The distance between León and Astorga is a very clunky 54 kms or so, with Hospital de Orbigo placed at the far end, making it awkward to plan a fabulous and not too strenuous itinerary. As I am principally here to enjoy post-pandemic life, I decided to transport myself past some of the kms of asphalt drudgery leaving León – I have done them by foot before and am in no hurry to repeat them – so I got a more manageable walk to Hospital. It was nice to be back on the trail again after a rest day and I think it had done my feet the world of good.
It was a lovely day, a little cooler than it had been before León, but that just makes for more comfortable walking. I actually started out in my merino long sleeve instead of my SPF shirt – the mini heatwave was over and there was a definite autumn chill in the air.
After a good but very uneventful day I finally saw the tower just outside Hospital de Órbigo, and the angry dog wasn’t there, which was a bonus. On the way into town I met an American peregrino who asked if I could take photos of him for his sister, who was raising money for a charity helping people who lost loved ones in the 9/11 tragedy 20 years earlier. I did, and chatting to him I almost forgot to take photos myself, but here are some:
I went straight to my albergue, the highly regarded San Miguel known as ‘the arty one’. The hospitalero is the kindest, warmest host you can ever wish for, and took very good care of all his guests. Paintings and drawings by former guests cover all the walls and everywhere is spotlessly clean and well thought out. It is a veritable oasis after a long hot walk – highly recommended!
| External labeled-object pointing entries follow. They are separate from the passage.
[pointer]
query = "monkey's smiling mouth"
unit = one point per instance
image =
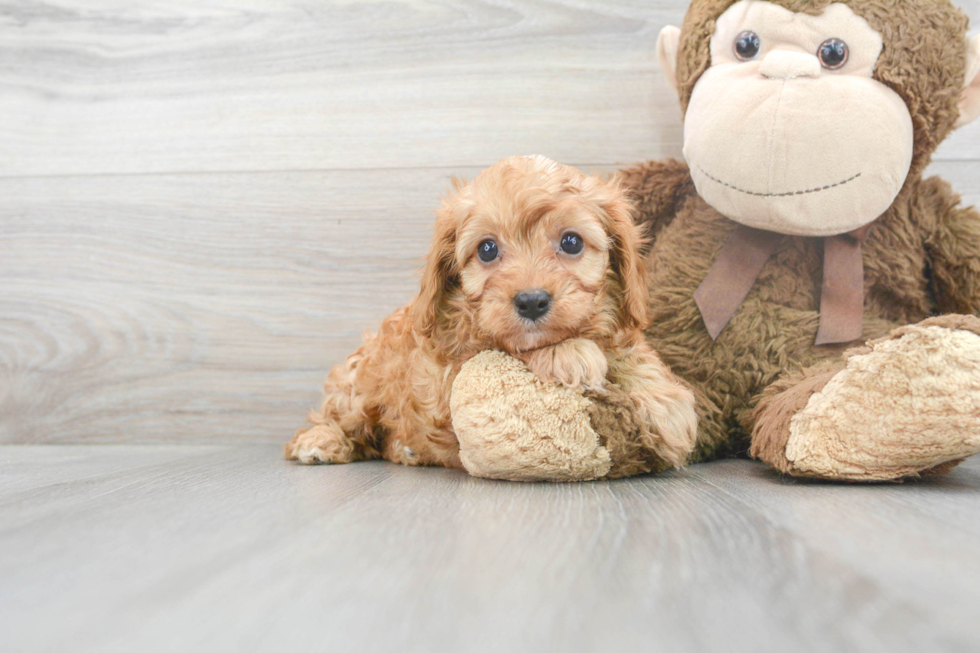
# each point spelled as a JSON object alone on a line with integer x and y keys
{"x": 790, "y": 194}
He told me the Los Angeles restaurante would be serving food if I hurried, so after a quick shower I ran off with wet hair and made the kitchen opening hours. I got the menu del dia and this was the first course:
After my meal I was sitting outside with a drink when I thought I saw a face I recognised. She was moving up the street at a fast and determined pace and my brain scrambled for her name, but too late – she disappeared into one of the other albergues opposite mine. I didn’t want to break in there after her, so instead I tried to find out where pilgrims tend to gather for their meal, but there didn’t seem to be a particular place. I did discover that a lot of them gathered for drinks in the garden of the pizza place across the bridge though.
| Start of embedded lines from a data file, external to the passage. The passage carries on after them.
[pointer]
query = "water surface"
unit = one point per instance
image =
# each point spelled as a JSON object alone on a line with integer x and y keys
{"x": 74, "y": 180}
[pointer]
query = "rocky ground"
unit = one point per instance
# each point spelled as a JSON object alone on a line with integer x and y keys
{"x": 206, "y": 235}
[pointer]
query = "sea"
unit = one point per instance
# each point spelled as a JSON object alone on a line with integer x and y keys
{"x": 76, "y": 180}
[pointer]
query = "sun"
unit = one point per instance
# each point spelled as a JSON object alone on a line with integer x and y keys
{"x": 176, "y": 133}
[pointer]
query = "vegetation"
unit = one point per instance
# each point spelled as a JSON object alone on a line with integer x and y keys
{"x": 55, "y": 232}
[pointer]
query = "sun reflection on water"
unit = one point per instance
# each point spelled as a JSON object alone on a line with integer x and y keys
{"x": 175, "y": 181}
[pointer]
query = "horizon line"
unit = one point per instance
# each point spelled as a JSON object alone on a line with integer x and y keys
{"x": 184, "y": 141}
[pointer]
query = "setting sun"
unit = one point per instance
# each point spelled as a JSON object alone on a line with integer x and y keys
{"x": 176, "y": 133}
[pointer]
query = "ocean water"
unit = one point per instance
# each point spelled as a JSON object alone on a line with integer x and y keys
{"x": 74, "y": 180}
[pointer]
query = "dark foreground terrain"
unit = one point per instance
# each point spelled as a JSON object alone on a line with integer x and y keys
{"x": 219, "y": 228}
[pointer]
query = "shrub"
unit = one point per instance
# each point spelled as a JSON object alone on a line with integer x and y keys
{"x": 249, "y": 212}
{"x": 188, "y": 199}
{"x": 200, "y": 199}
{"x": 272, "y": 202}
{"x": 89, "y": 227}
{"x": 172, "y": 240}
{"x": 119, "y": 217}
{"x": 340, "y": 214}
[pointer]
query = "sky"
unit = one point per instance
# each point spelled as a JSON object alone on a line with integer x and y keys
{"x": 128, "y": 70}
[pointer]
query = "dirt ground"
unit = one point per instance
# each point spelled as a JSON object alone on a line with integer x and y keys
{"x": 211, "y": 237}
In the end I walked back to where I had eaten my lunch to get a light evening meal – and there she was! I had asked my camiga B about her name, so I approached the table and apologised for intruding, but was she who I thought she was? And she was indeed! We never really walked together but kept meeting up in a loose group of solo peregrinas six years ago and she has been coming back several times since. But how extraordinary that she walked up that road in the 20 minutes I was sitting there just people watching, and what luck it was in a town so small we would run into each other again! She invited me to join her and her husband and one of their pilgrim friends for a catch-up and general camino chat, and I enjoyed a meal with them to end the day. I even got a very bad selfie as a reminder, and went back to my albergue thinking of camino magic and other marvellous surprises.